From our decades of experience, the Women’s Refugee Commission (WRC) knows that the needs of displaced and conflict-affected adolescent girls are often overlooked. When humanitarian actors do pay attention, it is usually to ensure access to schooling, but adolescent girls often lack access to sexual and reproductive health information and services, opportunities to develop critical skills for future employment, and develop social networks. Also, adolescent girls themselves are not generally involved in providing their ideas and input into programs that will benefit them.

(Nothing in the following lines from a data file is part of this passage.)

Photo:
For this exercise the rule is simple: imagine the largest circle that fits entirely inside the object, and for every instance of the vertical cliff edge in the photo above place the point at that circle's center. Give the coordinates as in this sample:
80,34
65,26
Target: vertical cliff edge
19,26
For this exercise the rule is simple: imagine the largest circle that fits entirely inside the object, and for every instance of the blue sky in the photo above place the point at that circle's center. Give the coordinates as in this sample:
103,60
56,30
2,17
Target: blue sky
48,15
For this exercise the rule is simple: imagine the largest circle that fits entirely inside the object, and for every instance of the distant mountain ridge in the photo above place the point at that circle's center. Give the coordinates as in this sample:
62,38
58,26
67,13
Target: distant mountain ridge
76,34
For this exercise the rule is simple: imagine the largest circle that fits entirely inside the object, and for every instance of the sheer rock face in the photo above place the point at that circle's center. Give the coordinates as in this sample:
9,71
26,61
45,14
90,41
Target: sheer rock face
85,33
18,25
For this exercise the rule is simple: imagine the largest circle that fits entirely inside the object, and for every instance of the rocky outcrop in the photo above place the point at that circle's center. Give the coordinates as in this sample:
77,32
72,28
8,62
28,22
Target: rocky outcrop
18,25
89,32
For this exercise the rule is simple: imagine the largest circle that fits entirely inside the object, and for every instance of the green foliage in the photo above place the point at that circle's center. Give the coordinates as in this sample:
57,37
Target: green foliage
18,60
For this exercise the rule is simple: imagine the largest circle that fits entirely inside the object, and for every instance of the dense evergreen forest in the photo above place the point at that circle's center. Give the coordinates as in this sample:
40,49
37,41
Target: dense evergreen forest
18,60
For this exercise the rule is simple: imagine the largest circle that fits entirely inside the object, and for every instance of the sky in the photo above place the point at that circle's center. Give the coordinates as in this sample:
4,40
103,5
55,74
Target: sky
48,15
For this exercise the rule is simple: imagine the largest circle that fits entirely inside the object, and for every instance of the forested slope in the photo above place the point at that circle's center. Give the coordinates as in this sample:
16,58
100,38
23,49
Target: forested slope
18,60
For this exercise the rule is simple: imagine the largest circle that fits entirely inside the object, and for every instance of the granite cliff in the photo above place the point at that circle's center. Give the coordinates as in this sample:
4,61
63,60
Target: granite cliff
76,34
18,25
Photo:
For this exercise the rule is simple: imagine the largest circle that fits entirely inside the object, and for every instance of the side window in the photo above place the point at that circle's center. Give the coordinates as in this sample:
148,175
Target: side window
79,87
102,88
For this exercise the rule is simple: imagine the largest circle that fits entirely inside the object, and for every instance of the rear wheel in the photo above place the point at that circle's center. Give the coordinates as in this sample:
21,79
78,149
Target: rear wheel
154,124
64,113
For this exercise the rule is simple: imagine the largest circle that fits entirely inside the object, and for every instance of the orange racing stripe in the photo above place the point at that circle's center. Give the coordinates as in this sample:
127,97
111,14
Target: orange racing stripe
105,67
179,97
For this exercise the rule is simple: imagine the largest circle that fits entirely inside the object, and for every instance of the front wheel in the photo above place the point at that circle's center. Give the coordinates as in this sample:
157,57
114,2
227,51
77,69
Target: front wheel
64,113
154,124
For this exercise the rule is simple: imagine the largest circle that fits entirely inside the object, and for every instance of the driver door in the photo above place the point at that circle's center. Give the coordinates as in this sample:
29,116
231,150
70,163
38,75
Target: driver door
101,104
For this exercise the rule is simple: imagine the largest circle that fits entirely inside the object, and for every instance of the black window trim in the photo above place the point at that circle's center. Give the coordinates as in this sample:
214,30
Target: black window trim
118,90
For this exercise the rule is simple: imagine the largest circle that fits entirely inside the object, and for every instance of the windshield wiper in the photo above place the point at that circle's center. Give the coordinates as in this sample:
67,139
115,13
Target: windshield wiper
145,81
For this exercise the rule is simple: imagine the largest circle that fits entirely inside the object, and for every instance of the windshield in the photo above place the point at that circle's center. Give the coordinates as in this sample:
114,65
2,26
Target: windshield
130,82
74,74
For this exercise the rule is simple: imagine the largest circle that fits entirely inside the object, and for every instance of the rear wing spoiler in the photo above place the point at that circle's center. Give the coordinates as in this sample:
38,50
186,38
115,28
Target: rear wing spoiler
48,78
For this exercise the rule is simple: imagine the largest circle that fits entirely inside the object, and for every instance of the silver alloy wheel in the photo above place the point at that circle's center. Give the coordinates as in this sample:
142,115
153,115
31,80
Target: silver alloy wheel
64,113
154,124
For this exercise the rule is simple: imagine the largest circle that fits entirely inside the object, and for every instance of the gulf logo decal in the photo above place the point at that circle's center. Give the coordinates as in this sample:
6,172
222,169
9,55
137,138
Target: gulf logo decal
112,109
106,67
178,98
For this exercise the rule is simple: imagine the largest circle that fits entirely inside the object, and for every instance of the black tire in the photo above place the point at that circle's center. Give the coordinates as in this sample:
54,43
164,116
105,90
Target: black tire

WRC set out to address these challenges when we created the I’m Here approach. Using I’m Here, humanitarian organizations can identify where adolescent girls live, what their needs are, and what services and resources are (or are not) available for them. The I’m Here approach is used as an entry point to develop more inclusive and holistic programs to serve the needs of adolescent girls.
I recently traveled to Santa Marta to implement the I’m Here approach with Tiempo de Juego, a Colombian organization that builds social connections for adolescents and youth through sports and play. On the first day of my visit, Tiempo de Juego staff and I walked street by street through the La Lucha neighborhood, where Tiempo de Juego is located, to identify existing services, programs, and resources for adolescents.
In settings where WRC has used the I’m Here approach to expand access to opportunities for adolescent girls, including in both refugee camps and urban settings in Bangladesh, Lebanon, and South Sudan, this exercise took several hours, and resulted in upwards of 10 or 20 locations that provided some type of service or program for adolescents.
But in Santa Marta, after just one hour, we were finished, having identified only four locations providing any type of targeted services or programs for adolescents: two schools, one church, and Tiempo de Juego. I began to wonder just how many adolescents here might be excluded from essential opportunities to support them and prepare them for adulthood.
On the third day of my visit, Tiempo de Juego conducted an adolescent mapping exercise, a short survey administered door-to-door that provides a demographic snapshot of the adolescents living in a community. In looking at the results I was, again, surprised. More than 40 percent of adolescents living in the La Lucha neighborhood had participated in Tiempo de Juego’s programming, a much greater program participation rate than in other settings where we’ve worked.
My visit to Santa Marta confirmed that there is no one-size-fits-all plan for addressing the needs of adolescent girls. Since 2014, the I’m Here approach has been used in more than 30 contexts around the world, each of which has unique opportunities and challenges. In Santa Marta, the accessibility of Tiempo de Juego provides an immense opportunity to link adolescent girls to services outside their walkable neighborhoods—something that may be possible thanks to access to public transit. Thinking creatively with Tiempo de Juego about how the I’m Here approach can support what is already a remarkable program reach was refreshing confirmation that the approach is adaptable to varying situations and contexts.
In line with WRC’s philosophy of always working directly with people affected by conflict and crises, in the next phase of the I’m Here approach in Colombia, Tiempo de Juego will be consulting with different sub-groups of adolescents to better understand their diverse and unique priorities and interests for future programming. I am confident that, in doing so, we will be able to address some of the challenges and opportunities for adolescent girls living in La Lucha through ideas and solutions from those who know best: adolescent girls themselves.